Tout d'abord, le souverain fut vivement impressionné
par la sainteté exubérante de ce personnage qui l'exhortait
éloquemment à changer de religion : "Adore Notre Seigneur
Jésus-Christ, lui serinait Valentin, et ton âme sera
sauvée, ton royaume s'agrandira et tu remporteras la victoire sur
tous tes ennemis". Et l'empereur, séduit, de faire remarquer
à l'assistance : "Écoutez comme cet homme parle avec
droiture et sagesse !". Mais les païens ignares qui assistaient
à l'audience restaient sourds aux exhortations pieuses de Valentin.
Constatant avec irritation que leur souverain se laissait prendre au baratin
du cureton chrétien, ils commencèrent à murmurer,
mettant solennellement leur souverain en garde : "Comment peux-tu envisager
de nous faire renoncer à tout ce à quoi nous tenons depuis
notre plus tendre enfance ?".
Ces paroles menaçantes dissipèrent l'extase
sacrée qui avait envahi l'âme de l'empereur. Sortant de sa
torpeur, Claude appela un de ses plus cruels officiers et lui ordonna
de s'emparer de Valentin, de l'enchaîner et de l'emmener hors les
murs afin de le décapiter.
Le militaire-bourreau ne put retenir une grimace de dépit.
De longue date, il avait promis à son épouse, une commère
plutôt du genre acariâtre, de passer cette soirée-là
en famille. S'il ne rentrait pas en temps et heure, Madame l'officière
allait encore imaginer des tas de choses !
Et l'officier réfléchit : "Je ne vais quand même
pas aller raconter à Germaine que je suis en retard parce que l'empereur
m'a ordonné d'aller en banlieue couper le cou de saint Valentin
! Pauvre de moi
Jamais elle ne gobera une excuse aussi idiote !
Alors, mieux vaut affronter la colère de l'empereur que celle de
bobonne ! Je sais bien que Germaine n'apprécie pas trop que je
ramène du travail à la maison, mais je vais quand même
faire un petit détour par chez moi. Ça c'est la bonne idée
! Je passe en vitesse par la maison, Bobonne voit ce qu'il en est réellement,
elle constate de visu pourquoi je serai en retard et comme ça,
moi, j'évite le rouleau à pâtisseries !
" "
Sa résolution prise, ce fut donc en traînant
les pieds et le saint enchaîné que l'officier franchit le
seuil de son logis. "Seigneur Jésus, toi qui es la véritable
lumière, éclaire cette maison !" s'exclama étourdiment
Valentin en pénétrant dans la demeure de son bourreau.
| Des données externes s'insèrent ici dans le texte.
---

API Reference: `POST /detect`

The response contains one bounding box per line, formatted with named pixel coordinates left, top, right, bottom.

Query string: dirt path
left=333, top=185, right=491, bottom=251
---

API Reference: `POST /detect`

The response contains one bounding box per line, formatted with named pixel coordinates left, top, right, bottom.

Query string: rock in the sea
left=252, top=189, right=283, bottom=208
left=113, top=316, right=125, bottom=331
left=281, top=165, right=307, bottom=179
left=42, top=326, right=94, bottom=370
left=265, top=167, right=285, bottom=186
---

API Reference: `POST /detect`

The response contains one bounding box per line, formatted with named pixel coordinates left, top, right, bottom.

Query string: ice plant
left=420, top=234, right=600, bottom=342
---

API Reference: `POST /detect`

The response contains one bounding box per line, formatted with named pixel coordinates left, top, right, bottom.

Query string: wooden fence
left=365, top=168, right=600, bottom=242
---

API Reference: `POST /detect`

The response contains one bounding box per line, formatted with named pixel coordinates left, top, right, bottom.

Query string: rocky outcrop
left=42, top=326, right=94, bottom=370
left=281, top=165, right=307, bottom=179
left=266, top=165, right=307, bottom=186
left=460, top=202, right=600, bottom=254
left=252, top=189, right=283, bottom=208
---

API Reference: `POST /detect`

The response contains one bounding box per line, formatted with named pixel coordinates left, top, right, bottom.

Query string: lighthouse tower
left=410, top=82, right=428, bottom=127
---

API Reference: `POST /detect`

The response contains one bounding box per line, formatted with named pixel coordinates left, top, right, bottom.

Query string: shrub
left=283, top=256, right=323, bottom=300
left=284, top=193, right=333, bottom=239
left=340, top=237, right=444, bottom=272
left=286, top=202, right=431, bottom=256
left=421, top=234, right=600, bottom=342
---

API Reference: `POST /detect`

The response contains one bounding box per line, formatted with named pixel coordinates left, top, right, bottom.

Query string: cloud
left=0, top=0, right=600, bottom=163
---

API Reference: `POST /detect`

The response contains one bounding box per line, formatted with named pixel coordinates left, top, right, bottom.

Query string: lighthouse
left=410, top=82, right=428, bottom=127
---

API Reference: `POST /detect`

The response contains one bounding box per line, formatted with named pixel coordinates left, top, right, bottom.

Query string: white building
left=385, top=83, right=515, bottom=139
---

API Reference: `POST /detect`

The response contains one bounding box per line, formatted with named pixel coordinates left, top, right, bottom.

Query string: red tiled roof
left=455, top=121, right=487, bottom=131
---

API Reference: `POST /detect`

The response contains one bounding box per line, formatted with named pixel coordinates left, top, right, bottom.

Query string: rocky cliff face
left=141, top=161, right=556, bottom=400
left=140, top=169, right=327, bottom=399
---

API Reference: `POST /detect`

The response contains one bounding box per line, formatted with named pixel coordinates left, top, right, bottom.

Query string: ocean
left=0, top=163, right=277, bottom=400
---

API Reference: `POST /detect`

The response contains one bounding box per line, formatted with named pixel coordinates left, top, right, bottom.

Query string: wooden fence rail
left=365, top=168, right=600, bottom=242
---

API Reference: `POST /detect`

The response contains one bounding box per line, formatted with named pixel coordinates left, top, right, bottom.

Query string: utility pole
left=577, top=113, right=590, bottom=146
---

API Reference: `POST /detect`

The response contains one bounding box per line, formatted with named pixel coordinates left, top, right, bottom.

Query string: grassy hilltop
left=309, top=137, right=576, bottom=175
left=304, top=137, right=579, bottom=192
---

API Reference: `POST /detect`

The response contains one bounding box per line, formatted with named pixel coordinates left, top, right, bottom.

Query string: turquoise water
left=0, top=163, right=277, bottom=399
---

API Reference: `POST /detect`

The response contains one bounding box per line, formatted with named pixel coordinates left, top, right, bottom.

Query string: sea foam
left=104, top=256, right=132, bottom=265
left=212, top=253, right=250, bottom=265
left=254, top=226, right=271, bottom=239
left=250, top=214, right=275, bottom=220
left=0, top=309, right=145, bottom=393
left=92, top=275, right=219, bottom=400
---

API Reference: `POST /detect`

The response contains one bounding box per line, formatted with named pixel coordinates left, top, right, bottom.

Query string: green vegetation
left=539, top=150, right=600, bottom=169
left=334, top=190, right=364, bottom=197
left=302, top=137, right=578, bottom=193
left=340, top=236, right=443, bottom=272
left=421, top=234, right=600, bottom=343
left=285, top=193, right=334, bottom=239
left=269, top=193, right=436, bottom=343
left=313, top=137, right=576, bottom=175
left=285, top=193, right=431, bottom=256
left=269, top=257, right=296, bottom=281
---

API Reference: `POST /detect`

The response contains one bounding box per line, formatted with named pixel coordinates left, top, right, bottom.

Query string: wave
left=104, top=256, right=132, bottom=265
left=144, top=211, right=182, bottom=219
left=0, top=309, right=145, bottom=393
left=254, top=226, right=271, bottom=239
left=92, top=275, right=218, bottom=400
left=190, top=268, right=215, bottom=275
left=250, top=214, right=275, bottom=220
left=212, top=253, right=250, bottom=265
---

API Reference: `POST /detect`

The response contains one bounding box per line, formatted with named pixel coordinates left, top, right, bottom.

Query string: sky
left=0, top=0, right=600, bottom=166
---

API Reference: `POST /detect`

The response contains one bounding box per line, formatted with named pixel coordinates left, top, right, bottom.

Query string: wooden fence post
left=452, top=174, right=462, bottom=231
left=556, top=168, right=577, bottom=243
On peut être un bon officier, dans l'armée
romaine ou ailleurs, et être un peu lourd. C'était le cas
de notre homme. N'ayant pas bien compris toute la force métaphorique
et métaphysique du propos de Valentin, le peu subtil militaire,
très "premier degré", s'étonna bêtement : "Comment
sais-tu que ma fille unique et préférée est aveugle
de naissance ? Décidément, vous autres les prêtres
chrétiens, vous méritez bien votre réputation de
magiciens hors pair ! Tiens, j'y pense, puisque tu es si fort, tu pourrais
peut-être faire quelque chose pour elle ? Ce ne devrait pas être
très difficile pour toi, puisque tu sembles être à
tu et à toi avec ton Dieu !"
Valentin, compatissant, s'exécuta. Il implora le
Seigneur et aussitôt, la donzelle fut guérie.
Après un tel miracle, l'officier, naturellement, se convertit,
ainsi que toute sa maisonnée
Et l'empereur Claude le Gothique
fut contraint de trouver un autre bourreau, qui n'avait pas d'enfant malade
chez lui, et qui trancha fort habilement la tête de saint Valentin.